His voice rang throughout the hills, cutting through the damp mist and echoing back to us again and again:
Myself am Hell! Hell! Hell!
With his lank hair blowing in his eyes and his handsome, pale features, Erasmus looked very much like Milton’s wretched hero. Several of my siblings drew back.
I strove to keep my voice even. “If we work together, we can get out of here.”
“Oh? Is that so? And for how long? A week, a year, a century, till the Water runs out?” Erasmus bellowed, the muscles of his face straining. I had never seen him so angry. “Don’t you get it? We’re all coming back here. That’s the price of carrying our staffs. That’s the price Father agreed to for saving humanity! All his children go to Hell!”
“That’s not true!” gasped Logistilla.
“No, it’s not. Don’t listen to him,” Theo commanded firmly.
“Yes it is,” Erasmus shouted back. “Father told me this when I complained about not sharing the Water with the rest of mankind. He explained that magic was harmful to men.”
“Told ya,” Mab muttered to no one in particular.
Erasmus strove to control the volume of his voice, his effort visible upon his features. “Father’s only giving it to us because he needs someone to carry the staffs. But he knows the price. Those who dwell too close to demons are damned. He put his own soul on the line to save mankind, and he signed us right up to serve beside him. When we die, we all come here—except maybe Miranda, who will come here anyway, due to her own infernal nature. That’s probably why Father didn’t give her a staff with a demon in it. Figured she’d be joining us in the family roasting pit anyway!”
For a brief instant, I felt sad that my staff was the only one without a demon, that I alone was excluded from this bond the rest of my siblings shared. It was a nonsensical thought, but the heart is a nonsensical organ.
No wonder Erasmus had stooped to drunkenness when he learned that the family supply of Water would run out! He thought all was lost. He believed that nothing waited for him in return for all his years of service but Hell. The angel had showed me that Erasmus’s sin was despair. If what we had just glimpsed was the world he lived in, I was astonished that he could get out of bed in the morning, much less continue the brave fight against our infernal foes.

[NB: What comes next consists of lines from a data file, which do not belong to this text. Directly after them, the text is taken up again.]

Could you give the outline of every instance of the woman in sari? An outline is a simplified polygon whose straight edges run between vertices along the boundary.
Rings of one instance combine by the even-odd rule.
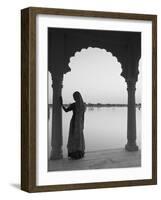
[[[80,159],[83,158],[85,154],[85,141],[83,134],[85,103],[78,91],[73,93],[73,98],[75,103],[70,104],[67,108],[63,106],[61,98],[61,105],[65,112],[73,111],[67,144],[68,157],[72,159]]]

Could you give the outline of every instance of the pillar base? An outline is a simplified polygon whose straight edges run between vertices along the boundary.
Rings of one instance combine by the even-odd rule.
[[[55,149],[51,150],[50,160],[60,160],[62,158],[63,158],[62,150],[59,151]]]
[[[125,145],[125,149],[126,149],[127,151],[138,151],[138,150],[139,150],[139,148],[138,148],[138,146],[136,145],[136,143],[132,143],[132,144],[127,143],[127,144]]]

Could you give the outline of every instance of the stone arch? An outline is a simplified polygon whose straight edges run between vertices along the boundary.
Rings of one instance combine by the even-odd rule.
[[[83,29],[48,29],[48,69],[53,80],[53,119],[51,159],[62,158],[61,96],[63,75],[71,71],[70,58],[81,49],[97,47],[112,52],[121,63],[121,76],[128,91],[127,145],[128,151],[137,151],[135,85],[138,78],[138,62],[141,57],[141,33],[124,31],[100,31]]]

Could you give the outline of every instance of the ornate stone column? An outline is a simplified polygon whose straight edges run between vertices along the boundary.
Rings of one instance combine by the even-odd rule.
[[[52,74],[53,88],[53,107],[52,107],[52,137],[51,137],[51,160],[63,158],[62,154],[62,109],[60,104],[60,96],[62,90],[63,74]]]
[[[136,80],[127,80],[128,91],[128,111],[127,111],[127,144],[128,151],[138,151],[136,145],[136,105],[135,105],[135,85]]]

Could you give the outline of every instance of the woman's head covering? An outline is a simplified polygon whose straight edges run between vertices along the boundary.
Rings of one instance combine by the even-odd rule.
[[[85,112],[85,103],[83,101],[83,98],[80,94],[80,92],[76,91],[73,93],[73,98],[76,101],[76,108],[78,112]]]

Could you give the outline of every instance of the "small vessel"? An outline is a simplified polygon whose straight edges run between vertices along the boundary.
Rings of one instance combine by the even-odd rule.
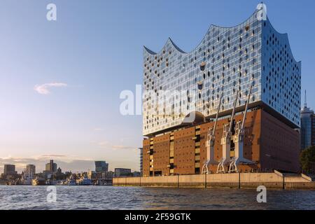
[[[45,179],[41,178],[36,178],[31,181],[31,185],[34,186],[44,186],[46,185]]]

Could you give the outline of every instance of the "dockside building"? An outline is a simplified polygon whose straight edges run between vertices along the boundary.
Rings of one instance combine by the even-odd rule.
[[[190,52],[144,48],[144,176],[299,171],[301,62],[260,13]]]

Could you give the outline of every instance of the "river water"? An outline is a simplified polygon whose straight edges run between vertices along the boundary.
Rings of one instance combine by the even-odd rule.
[[[0,186],[0,209],[315,209],[315,190],[267,190],[267,202],[258,203],[255,189],[56,186],[56,202],[51,203],[47,201],[47,186]]]

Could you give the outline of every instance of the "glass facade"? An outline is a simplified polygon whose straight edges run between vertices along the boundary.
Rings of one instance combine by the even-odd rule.
[[[204,117],[263,102],[300,126],[300,62],[286,34],[274,31],[257,11],[234,27],[211,25],[199,46],[185,52],[169,38],[155,53],[144,49],[143,134],[181,125],[192,112]]]

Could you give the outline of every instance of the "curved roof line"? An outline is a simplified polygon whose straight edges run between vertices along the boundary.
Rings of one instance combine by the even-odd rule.
[[[291,53],[292,57],[293,57],[293,59],[295,61],[295,63],[301,63],[302,62],[301,60],[297,61],[295,59],[295,57],[294,57],[294,55],[293,55],[293,53],[292,52],[291,46],[290,45],[290,40],[288,38],[288,33],[280,33],[280,32],[279,32],[276,29],[274,29],[274,26],[272,26],[272,24],[270,22],[270,20],[268,16],[267,16],[267,20],[269,22],[269,24],[270,24],[271,27],[274,29],[274,31],[275,32],[276,32],[280,36],[284,36],[286,37],[286,41],[288,42],[288,48],[289,49],[290,52]]]
[[[147,52],[148,52],[150,55],[160,55],[160,53],[163,50],[164,48],[165,48],[165,46],[167,45],[167,43],[169,41],[172,43],[172,46],[176,49],[178,52],[183,53],[183,54],[190,54],[191,52],[192,52],[194,50],[195,50],[200,46],[200,44],[202,43],[203,40],[204,40],[204,38],[206,37],[206,34],[208,34],[208,32],[211,30],[211,29],[212,27],[218,27],[218,28],[222,28],[222,29],[232,29],[232,28],[234,28],[237,26],[239,26],[240,24],[245,23],[246,22],[247,22],[249,18],[251,18],[253,15],[254,15],[256,13],[257,13],[257,10],[255,10],[252,14],[247,19],[246,19],[245,20],[244,20],[243,22],[237,24],[235,26],[232,26],[232,27],[220,27],[220,26],[218,26],[218,25],[215,25],[214,24],[211,24],[209,28],[208,29],[208,30],[206,31],[206,34],[204,35],[204,37],[202,38],[202,40],[199,42],[198,45],[197,46],[197,47],[195,47],[194,49],[192,49],[192,50],[190,50],[190,52],[185,52],[184,50],[181,50],[180,48],[178,48],[174,43],[174,41],[171,39],[171,38],[168,38],[167,41],[165,42],[165,44],[163,46],[163,47],[162,48],[162,50],[159,51],[159,52],[156,53],[154,51],[150,50],[149,48],[146,48],[146,46],[144,46],[144,50],[146,50]]]

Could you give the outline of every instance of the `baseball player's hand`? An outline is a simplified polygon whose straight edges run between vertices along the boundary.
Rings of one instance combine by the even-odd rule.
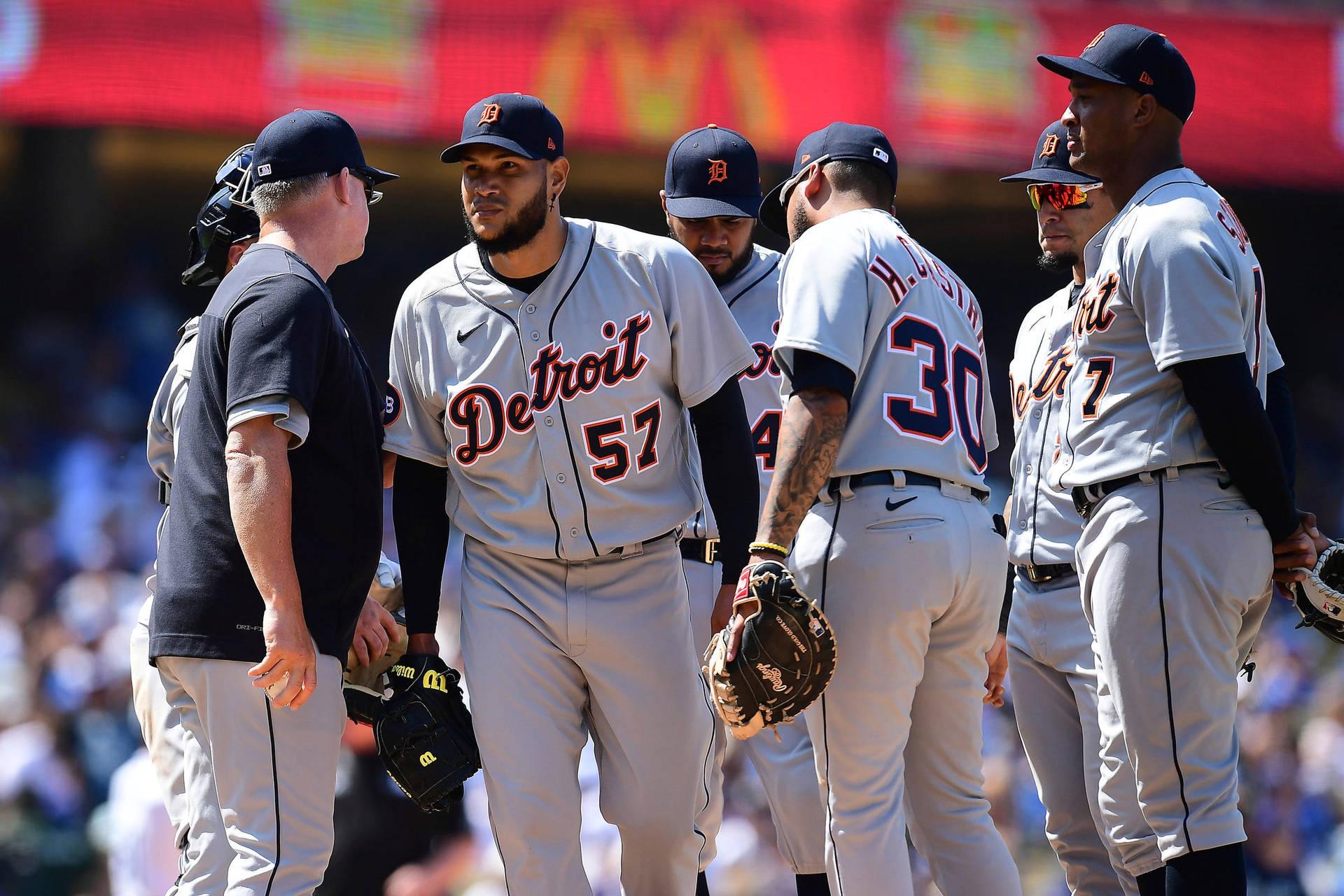
[[[438,656],[438,641],[431,634],[413,634],[406,638],[406,653]]]
[[[719,586],[719,596],[714,599],[714,613],[710,614],[710,634],[716,631],[723,631],[728,622],[732,621],[732,594],[737,591],[735,584]],[[737,647],[734,646],[734,650]]]
[[[985,678],[985,703],[991,707],[1004,705],[1004,677],[1008,674],[1008,638],[1003,631],[995,635],[995,646],[985,654],[989,664],[989,677]]]
[[[290,603],[270,600],[261,618],[266,657],[247,670],[253,685],[266,688],[277,707],[298,709],[317,688],[317,645],[308,634],[304,606],[298,598]]]
[[[359,623],[355,626],[355,642],[351,645],[359,665],[367,666],[380,660],[387,653],[387,645],[399,638],[392,614],[378,600],[364,598],[364,607],[359,611]]]
[[[1316,514],[1314,513],[1312,513],[1310,510],[1298,510],[1297,512],[1297,519],[1302,524],[1302,531],[1305,531],[1306,535],[1312,536],[1312,547],[1316,548],[1317,556],[1320,556],[1321,553],[1325,553],[1325,551],[1332,544],[1335,544],[1333,541],[1331,541],[1329,539],[1327,539],[1324,535],[1321,535],[1321,531],[1318,528],[1316,528]]]
[[[1316,531],[1314,525],[1312,531]],[[1275,582],[1302,582],[1306,579],[1306,570],[1314,566],[1316,540],[1305,525],[1298,525],[1293,535],[1274,545]]]

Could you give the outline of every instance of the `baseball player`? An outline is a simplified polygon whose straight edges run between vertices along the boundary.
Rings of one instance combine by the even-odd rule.
[[[751,242],[761,211],[761,168],[755,149],[742,134],[708,125],[677,138],[668,153],[663,211],[672,238],[710,271],[734,320],[755,351],[755,361],[738,375],[751,423],[761,494],[774,476],[780,435],[780,368],[770,356],[780,325],[780,253]],[[718,562],[719,532],[708,508],[698,513],[681,537],[681,563],[691,590],[696,646],[703,653],[710,634],[727,622],[735,576]],[[724,582],[728,579],[727,582]],[[716,598],[720,611],[714,617]],[[812,742],[802,720],[775,728],[778,737],[751,737],[742,747],[751,758],[770,815],[780,854],[793,869],[800,896],[827,893],[825,813],[821,806]],[[715,787],[712,817],[702,818],[707,834],[718,832],[723,813],[722,771],[727,732],[715,725]],[[710,857],[712,858],[712,856]]]
[[[184,286],[218,285],[238,263],[243,251],[257,240],[261,222],[251,208],[251,144],[238,148],[219,167],[215,187],[191,227],[191,258],[181,274]],[[192,317],[179,329],[177,348],[149,408],[146,457],[149,467],[159,477],[159,498],[164,504],[160,533],[168,519],[177,430],[187,388],[191,384],[199,325],[200,318]],[[375,591],[396,587],[399,575],[396,564],[383,556],[374,582]],[[192,852],[187,850],[191,814],[187,810],[183,776],[181,725],[168,704],[163,680],[149,665],[149,614],[153,609],[155,584],[156,576],[151,575],[146,582],[149,596],[145,598],[140,618],[130,633],[130,684],[136,717],[140,720],[149,759],[164,791],[164,806],[176,833],[177,848],[183,850],[183,866],[198,858],[196,853],[204,853],[207,862],[227,862],[231,856],[228,842],[223,837],[214,836],[215,827],[211,826],[206,826]],[[367,664],[376,660],[396,638],[398,630],[392,615],[378,599],[370,596],[355,631],[355,650],[360,661]],[[212,806],[206,805],[202,811],[211,813]],[[169,896],[176,892],[175,885]]]
[[[382,535],[382,403],[325,279],[360,255],[372,185],[395,175],[306,110],[262,130],[251,172],[261,235],[199,320],[167,429],[148,652],[181,729],[180,892],[306,896],[331,854],[340,669]]]
[[[1265,411],[1265,277],[1231,206],[1181,161],[1195,78],[1171,40],[1121,24],[1081,56],[1038,59],[1070,78],[1070,164],[1120,208],[1085,251],[1048,473],[1085,519],[1083,610],[1128,755],[1107,751],[1101,809],[1124,852],[1133,779],[1167,862],[1126,857],[1141,893],[1245,893],[1236,672],[1271,574],[1316,557]]]
[[[1083,289],[1082,250],[1116,215],[1097,179],[1068,167],[1066,141],[1064,126],[1051,124],[1027,169],[1000,179],[1027,184],[1036,208],[1040,267],[1073,275],[1027,312],[1008,365],[1016,437],[1013,490],[1005,510],[1013,568],[1008,672],[1017,731],[1046,806],[1046,837],[1068,892],[1133,896],[1137,885],[1106,836],[1097,803],[1101,729],[1093,635],[1074,570],[1078,512],[1067,494],[1044,482],[1073,363],[1068,332]],[[1113,705],[1106,709],[1114,712]],[[1125,798],[1133,805],[1137,795],[1130,789]],[[1149,860],[1156,857],[1156,841],[1146,827],[1125,840],[1132,860],[1137,845],[1148,849]]]
[[[761,206],[792,242],[774,343],[788,399],[751,556],[792,543],[835,630],[835,677],[806,712],[831,892],[911,893],[909,819],[942,892],[1017,896],[981,775],[1007,553],[985,508],[980,305],[887,211],[895,183],[886,136],[835,122]]]
[[[757,357],[685,249],[560,215],[563,153],[560,122],[520,94],[472,106],[444,152],[472,242],[402,298],[386,416],[410,652],[437,652],[446,508],[509,892],[591,892],[577,783],[591,733],[625,892],[685,896],[712,764],[675,540],[700,505],[685,408],[738,571],[758,497],[737,375]]]

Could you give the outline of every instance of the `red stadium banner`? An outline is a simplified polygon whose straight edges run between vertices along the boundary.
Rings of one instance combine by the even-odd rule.
[[[875,0],[0,0],[0,121],[254,130],[328,107],[452,141],[480,97],[544,98],[570,146],[661,153],[716,121],[769,157],[829,121],[907,161],[1007,169],[1067,103],[1038,52],[1163,31],[1195,70],[1187,161],[1344,185],[1344,26],[1265,9]]]

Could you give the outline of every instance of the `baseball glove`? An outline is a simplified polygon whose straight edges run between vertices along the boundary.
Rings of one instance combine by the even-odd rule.
[[[481,767],[461,676],[435,656],[411,653],[388,677],[387,699],[347,686],[347,709],[353,716],[363,707],[372,717],[378,755],[396,786],[423,811],[442,811],[462,798],[462,783]],[[376,700],[368,703],[368,695]]]
[[[732,613],[745,619],[737,656],[727,658],[730,626],[710,641],[702,670],[714,708],[732,736],[745,740],[789,721],[821,696],[836,669],[836,639],[789,568],[774,560],[742,571]]]
[[[1293,604],[1302,614],[1298,629],[1316,629],[1344,643],[1344,544],[1332,541],[1305,582],[1293,583]]]

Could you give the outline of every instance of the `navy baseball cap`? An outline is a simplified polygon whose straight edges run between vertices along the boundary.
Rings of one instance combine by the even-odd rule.
[[[891,175],[891,188],[895,189],[896,153],[892,152],[887,136],[868,125],[833,121],[821,130],[813,130],[798,144],[798,152],[793,156],[793,173],[767,192],[761,203],[761,223],[781,236],[788,236],[785,201],[789,199],[789,191],[797,185],[798,175],[817,161],[840,161],[841,159],[876,165]]]
[[[333,111],[296,109],[270,122],[253,148],[253,183],[270,184],[304,175],[335,175],[349,168],[375,184],[395,180],[364,161],[349,122]]]
[[[761,164],[735,130],[707,125],[683,134],[663,176],[668,214],[677,218],[755,218],[761,214]]]
[[[503,146],[523,159],[559,159],[564,154],[564,129],[555,113],[536,97],[497,93],[466,110],[462,137],[444,150],[446,163],[462,160],[472,144]]]
[[[1150,93],[1181,121],[1195,110],[1195,73],[1167,35],[1138,26],[1110,26],[1078,56],[1036,56],[1056,75],[1086,75]]]
[[[1068,164],[1068,129],[1055,121],[1042,132],[1036,141],[1036,152],[1031,157],[1027,171],[1016,175],[1000,177],[999,183],[1012,184],[1025,181],[1030,184],[1098,184],[1091,175],[1074,171]]]

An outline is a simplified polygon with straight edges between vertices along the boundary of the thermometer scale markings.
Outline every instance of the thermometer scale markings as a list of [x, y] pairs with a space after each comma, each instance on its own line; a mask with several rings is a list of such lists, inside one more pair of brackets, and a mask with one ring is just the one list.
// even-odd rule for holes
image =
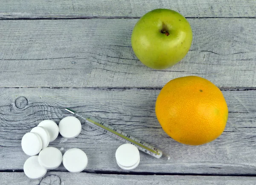
[[[131, 143], [135, 143], [135, 144], [138, 145], [138, 146], [141, 147], [142, 148], [144, 148], [145, 150], [148, 150], [149, 151], [151, 151], [151, 153], [153, 153], [155, 154], [156, 155], [160, 155], [160, 154], [159, 154], [159, 153], [157, 152], [157, 151], [155, 151], [154, 150], [148, 148], [148, 146], [149, 145], [149, 144], [148, 144], [148, 147], [146, 147], [145, 145], [142, 145], [141, 144], [136, 141], [135, 140], [136, 139], [136, 138], [134, 138], [134, 141], [133, 141], [132, 140], [132, 139], [131, 139], [128, 137], [126, 137], [122, 134], [119, 134], [118, 132], [117, 132], [116, 131], [117, 130], [116, 129], [114, 128], [113, 128], [115, 129], [114, 131], [113, 130], [112, 130], [112, 129], [109, 128], [108, 127], [107, 127], [106, 126], [105, 126], [103, 125], [104, 123], [101, 124], [101, 123], [98, 123], [97, 122], [96, 122], [93, 120], [91, 120], [90, 119], [88, 119], [88, 118], [87, 118], [87, 119], [90, 121], [90, 122], [92, 122], [93, 123], [94, 123], [95, 124], [97, 125], [98, 126], [99, 126], [100, 127], [106, 130], [111, 132], [113, 134], [114, 134], [117, 135], [118, 136], [119, 136], [119, 137], [121, 137], [122, 138], [123, 138], [124, 139], [127, 140], [128, 141], [130, 141]], [[128, 134], [127, 134], [127, 135], [128, 135]]]

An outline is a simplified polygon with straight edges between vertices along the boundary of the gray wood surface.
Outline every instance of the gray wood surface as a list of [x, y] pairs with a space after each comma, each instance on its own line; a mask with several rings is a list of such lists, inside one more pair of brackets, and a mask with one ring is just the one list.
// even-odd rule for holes
[[[6, 181], [6, 179], [13, 179]], [[48, 172], [42, 179], [30, 180], [23, 173], [1, 173], [1, 185], [253, 185], [255, 177], [145, 176]]]
[[3, 0], [0, 19], [133, 17], [160, 8], [173, 9], [186, 17], [256, 16], [254, 0]]
[[[256, 184], [255, 0], [0, 1], [0, 185]], [[194, 37], [181, 61], [155, 70], [137, 60], [131, 36], [140, 17], [161, 8], [186, 17]], [[188, 75], [220, 87], [229, 108], [223, 134], [200, 146], [173, 140], [155, 114], [162, 87]], [[141, 153], [138, 167], [125, 171], [114, 157], [122, 143], [83, 125], [77, 138], [60, 135], [50, 145], [63, 153], [84, 151], [84, 172], [67, 172], [61, 165], [29, 179], [23, 172], [28, 157], [22, 136], [44, 120], [58, 123], [70, 115], [65, 107], [143, 139], [171, 159]]]
[[[256, 152], [256, 91], [223, 91], [229, 109], [224, 132], [214, 141], [196, 146], [175, 141], [161, 128], [154, 111], [160, 91], [0, 88], [0, 170], [22, 170], [28, 157], [21, 148], [23, 136], [42, 120], [52, 119], [58, 123], [64, 117], [70, 115], [64, 111], [64, 108], [67, 107], [84, 115], [95, 116], [171, 156], [169, 161], [166, 162], [141, 153], [140, 164], [132, 171], [228, 175], [256, 173], [256, 159], [252, 154]], [[85, 171], [105, 173], [124, 171], [118, 167], [115, 158], [115, 151], [122, 144], [83, 125], [77, 138], [67, 139], [59, 136], [50, 145], [63, 153], [71, 148], [81, 148], [88, 157]], [[57, 170], [65, 169], [61, 165]]]
[[255, 87], [256, 20], [189, 19], [190, 51], [162, 71], [133, 53], [137, 19], [2, 20], [0, 86], [162, 87], [192, 75], [219, 87]]

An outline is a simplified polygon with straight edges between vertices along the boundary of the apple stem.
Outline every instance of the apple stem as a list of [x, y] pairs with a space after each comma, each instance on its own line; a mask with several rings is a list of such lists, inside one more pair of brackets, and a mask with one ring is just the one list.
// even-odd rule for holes
[[168, 31], [166, 31], [163, 30], [161, 30], [161, 33], [162, 34], [165, 34], [166, 36], [168, 36], [170, 34]]

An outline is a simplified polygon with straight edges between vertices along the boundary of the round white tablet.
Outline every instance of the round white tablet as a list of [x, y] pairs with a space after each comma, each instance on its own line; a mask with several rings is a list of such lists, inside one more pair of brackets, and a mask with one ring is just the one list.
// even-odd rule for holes
[[60, 133], [63, 137], [72, 139], [79, 135], [82, 126], [79, 119], [73, 116], [68, 116], [61, 120], [59, 128]]
[[80, 172], [86, 168], [88, 159], [82, 150], [79, 148], [71, 148], [63, 155], [62, 162], [69, 171]]
[[46, 128], [50, 134], [50, 142], [54, 141], [58, 135], [59, 129], [55, 122], [51, 120], [44, 120], [39, 123], [38, 126]]
[[21, 147], [25, 153], [32, 156], [36, 155], [42, 150], [43, 144], [41, 138], [36, 133], [29, 132], [21, 139]]
[[46, 128], [40, 126], [35, 127], [32, 128], [30, 132], [36, 133], [39, 135], [42, 139], [43, 148], [48, 146], [50, 142], [50, 135]]
[[58, 148], [51, 146], [41, 151], [38, 155], [39, 164], [47, 170], [59, 167], [62, 161], [62, 154]]
[[140, 152], [137, 147], [129, 143], [120, 146], [116, 152], [116, 159], [118, 165], [124, 170], [131, 170], [140, 163]]
[[39, 164], [38, 156], [28, 159], [24, 163], [23, 169], [26, 175], [32, 179], [42, 178], [47, 172], [47, 170]]

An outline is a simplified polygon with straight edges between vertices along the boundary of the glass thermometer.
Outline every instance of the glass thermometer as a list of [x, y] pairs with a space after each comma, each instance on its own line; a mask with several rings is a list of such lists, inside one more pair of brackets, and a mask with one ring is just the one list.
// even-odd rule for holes
[[161, 150], [112, 126], [103, 123], [95, 118], [93, 117], [84, 117], [70, 108], [66, 108], [65, 110], [73, 114], [74, 116], [76, 116], [84, 120], [86, 123], [91, 127], [123, 142], [134, 145], [139, 150], [144, 153], [150, 155], [151, 156], [157, 159], [165, 160], [169, 160], [170, 159], [169, 155], [163, 153]]

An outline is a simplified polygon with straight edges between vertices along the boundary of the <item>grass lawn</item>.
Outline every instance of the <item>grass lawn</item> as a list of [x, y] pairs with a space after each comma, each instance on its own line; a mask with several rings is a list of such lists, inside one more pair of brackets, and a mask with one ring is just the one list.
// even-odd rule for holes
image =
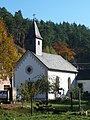
[[[33, 111], [33, 115], [31, 116], [30, 103], [25, 103], [23, 107], [20, 103], [2, 104], [0, 105], [0, 120], [90, 120], [90, 105], [87, 104], [87, 102], [83, 102], [82, 104], [82, 106], [85, 107], [85, 110], [79, 112], [75, 111], [78, 107], [77, 104], [74, 105], [75, 110], [73, 112], [69, 111], [69, 104], [52, 103], [52, 106], [59, 109], [60, 112], [58, 114], [53, 114], [52, 112], [41, 113]], [[88, 112], [87, 115], [86, 109]]]

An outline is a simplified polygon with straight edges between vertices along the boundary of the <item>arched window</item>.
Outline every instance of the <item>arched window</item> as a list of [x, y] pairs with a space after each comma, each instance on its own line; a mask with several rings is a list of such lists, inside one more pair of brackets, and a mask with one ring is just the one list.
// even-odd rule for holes
[[38, 41], [38, 45], [40, 45], [40, 41]]

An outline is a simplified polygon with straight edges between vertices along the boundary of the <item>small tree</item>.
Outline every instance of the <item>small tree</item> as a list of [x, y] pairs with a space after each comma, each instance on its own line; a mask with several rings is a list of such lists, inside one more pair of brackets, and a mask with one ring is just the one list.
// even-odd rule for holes
[[40, 76], [38, 79], [39, 82], [39, 92], [46, 94], [46, 104], [48, 104], [48, 92], [50, 91], [50, 82], [48, 81], [47, 76]]
[[25, 83], [21, 84], [20, 91], [23, 100], [31, 100], [31, 115], [32, 115], [32, 101], [34, 95], [36, 95], [39, 91], [39, 84], [37, 81], [26, 80]]

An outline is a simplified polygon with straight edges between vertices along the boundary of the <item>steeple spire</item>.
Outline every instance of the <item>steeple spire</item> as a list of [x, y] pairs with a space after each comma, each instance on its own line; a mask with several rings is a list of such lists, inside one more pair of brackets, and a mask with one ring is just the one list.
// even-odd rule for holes
[[27, 40], [27, 50], [30, 50], [37, 55], [42, 55], [42, 40], [43, 38], [40, 35], [34, 15], [33, 23], [29, 32], [29, 39]]

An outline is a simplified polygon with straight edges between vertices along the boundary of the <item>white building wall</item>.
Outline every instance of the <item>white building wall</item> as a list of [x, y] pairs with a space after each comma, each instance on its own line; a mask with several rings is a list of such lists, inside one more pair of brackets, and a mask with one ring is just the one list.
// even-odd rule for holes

“Father couldn’t have carried them all himself,” Theo objected. “He would have been overwhelmed years ago. Someone had to help him.”
“You!” Erasmus turned on Theo, screaming, “You coward! You chickened out. Too good for the rest of us, are you? You broke your promise when we needed you! Is your soul so important that all mankind should perish? Father didn’t think so!”